Статьи разных лет и список журнальных публикаций | страница 23
Или о сонетах к Марии Стюарт. Ну да, с королевами не принято говорить таким тоном и таким языком. Но как еще иначе можно было изобразить то, что случилось с нашим поколением в послевоенном, послеблокадном Ленинграде? “Вчерась”, “атас”, “накнокал” и проч. — да, это был наш язык, язык городской шпаны, для которой главными героями были уголовники с золотой фиксой на переднем зубе, а главным аргументом в споре — кулак или финка. И вдруг в этот мир голодного убожества и повседневного насилия (“В конце большой войны не на живот, / когда что было жарили без сала”) — через моря и века, тоненьким лучом кинопроектора, на экран, натянутый в бывшей церкви, — выносится образ шотландской королевы и пронзает сердце на всю жизнь, — да есть ли на свете такие языковые “сдёрги” и “диссонансы”, которыми можно было бы адекватно воссоздать подобное чудо?

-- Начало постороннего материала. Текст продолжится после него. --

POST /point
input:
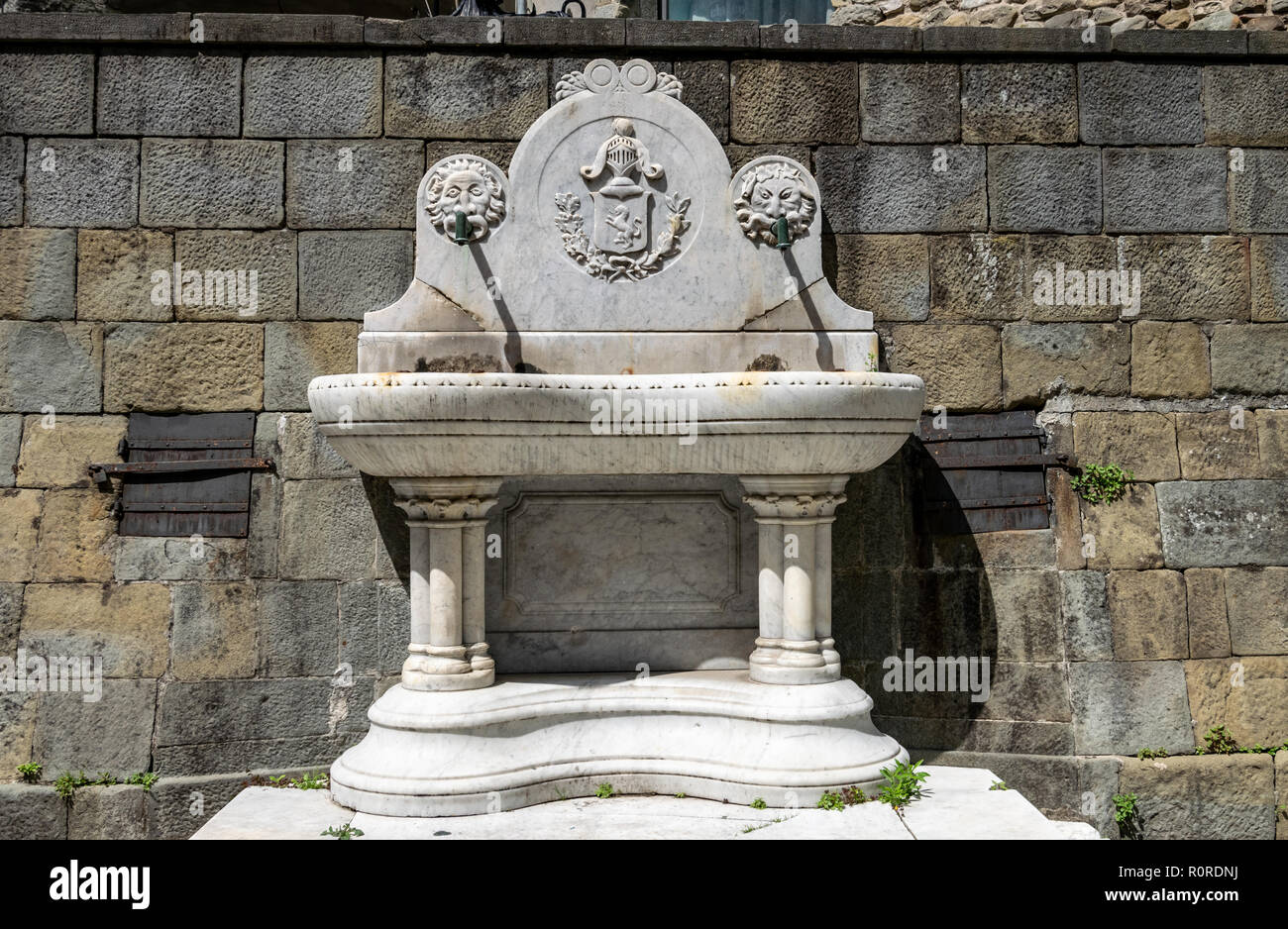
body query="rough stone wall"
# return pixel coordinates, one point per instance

Или об иронии Бродского. Нет, не от западных интеллектуалов затекала она к нам, а прямиком из самых главных русских книжек — из томиков Пушкина. Каждый глоток пушкинской иронии был в юности как глоток кислорода. Ибо полное отсутствие иронии было главным свойством тех, кто распоряжался нашей жизнью, а потому любой проблеск ее ощущался как знак душевного освобождения. Пушкинский Моцарт может сказать о себе: “Но божество мое проголодалось”, а Сальери не может — и за эту-то легкость, а вернее, летучесть души и сердится на него. В доказательство “безысходной замкнутости” Бродского в себе Солженицын приводит строчки: “Кого ж мы любим, / как не себя?” Но ведь это чуть ли не прямой парафраз грустно-ироничного пушкинского: “Кого ж любить? Кому же верить? / Кто не изменит нам один?. ”, кончающегося: “Любите самого себя, / Достопочтенный мой читатель. / Предмет достойный: ничего / Любезней, верно, нет его”.

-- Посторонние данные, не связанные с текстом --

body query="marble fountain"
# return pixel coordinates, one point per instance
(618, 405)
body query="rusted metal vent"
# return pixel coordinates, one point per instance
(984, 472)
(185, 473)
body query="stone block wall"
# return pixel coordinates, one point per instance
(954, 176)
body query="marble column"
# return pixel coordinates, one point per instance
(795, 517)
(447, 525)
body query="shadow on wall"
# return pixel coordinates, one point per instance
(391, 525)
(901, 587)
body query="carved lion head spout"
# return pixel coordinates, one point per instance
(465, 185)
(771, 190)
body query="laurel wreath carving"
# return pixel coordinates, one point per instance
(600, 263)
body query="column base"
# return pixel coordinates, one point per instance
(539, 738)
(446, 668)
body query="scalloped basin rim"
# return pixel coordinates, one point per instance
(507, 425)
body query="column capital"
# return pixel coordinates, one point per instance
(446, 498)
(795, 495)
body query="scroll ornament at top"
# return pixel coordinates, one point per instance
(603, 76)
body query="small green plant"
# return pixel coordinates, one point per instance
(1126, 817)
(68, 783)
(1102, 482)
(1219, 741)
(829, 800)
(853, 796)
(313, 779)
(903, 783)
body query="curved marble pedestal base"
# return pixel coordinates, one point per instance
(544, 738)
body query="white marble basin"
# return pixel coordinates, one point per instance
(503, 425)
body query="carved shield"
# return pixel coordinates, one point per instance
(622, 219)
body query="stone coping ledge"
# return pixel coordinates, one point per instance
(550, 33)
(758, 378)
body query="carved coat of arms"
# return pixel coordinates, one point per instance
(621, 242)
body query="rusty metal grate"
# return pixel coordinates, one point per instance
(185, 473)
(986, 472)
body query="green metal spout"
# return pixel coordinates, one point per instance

Ирония Бродского сродни иронии Пушкина, Гёте, Шекспира. Томас Манн называл такую иронию эпической и писал, что ей вовсе не сопутствует “холодность и равнодушие, насмешка и издевка. Эпическая ирония — это скорее ирония сердца, ирония, исполненная любви; это величие, питающее нежность к малому”.

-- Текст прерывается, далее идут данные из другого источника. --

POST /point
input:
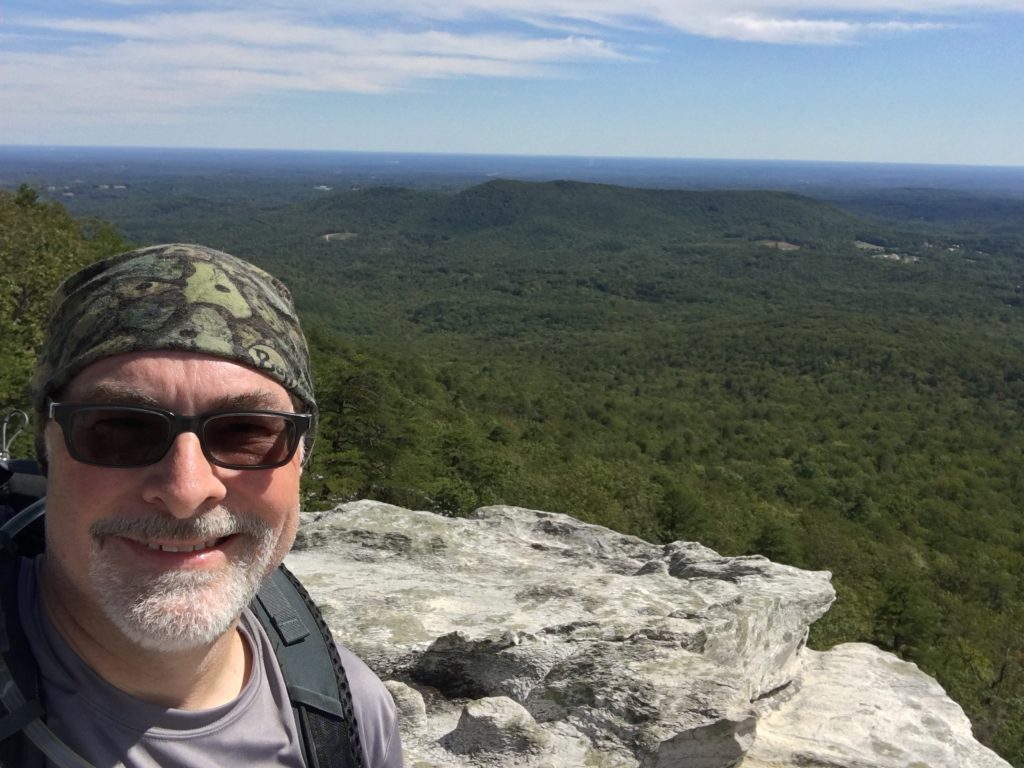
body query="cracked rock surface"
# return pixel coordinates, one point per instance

“Порой поэт демонстрирует высоты эквилибристики, однако не принося нам музыкальной, сердечной или мыслительной радости”, — пишет Солженицын.
В этой фразе особого внимания заслуживает местоимение “нам”. Как велико это “мы”, от имени которого выступает здесь Солженицын-читатель? Из кого оно состоит? И где проходит граница между ним и другим “мы” — тем, которое уже в начале 60-x перепечатывало по ночам строчки еще никому не ведомого поэта, заучивало их наизусть, сбегалось на его редкие выступления? Тем “мы”, которому вызываемые в памяти строчки Бродского служили защитой и убежищем от бессмыслицы обязательных политзанятий, от стыда комсомольских собраний, от стужи долгих проездов в набитом трамвае? Что двигало нами тогда — еще до громкого суда, международного шума, признания и славы? Думается, только это: “музыкальная, сердечная и мыслительная радость”, доставляемая его стихами.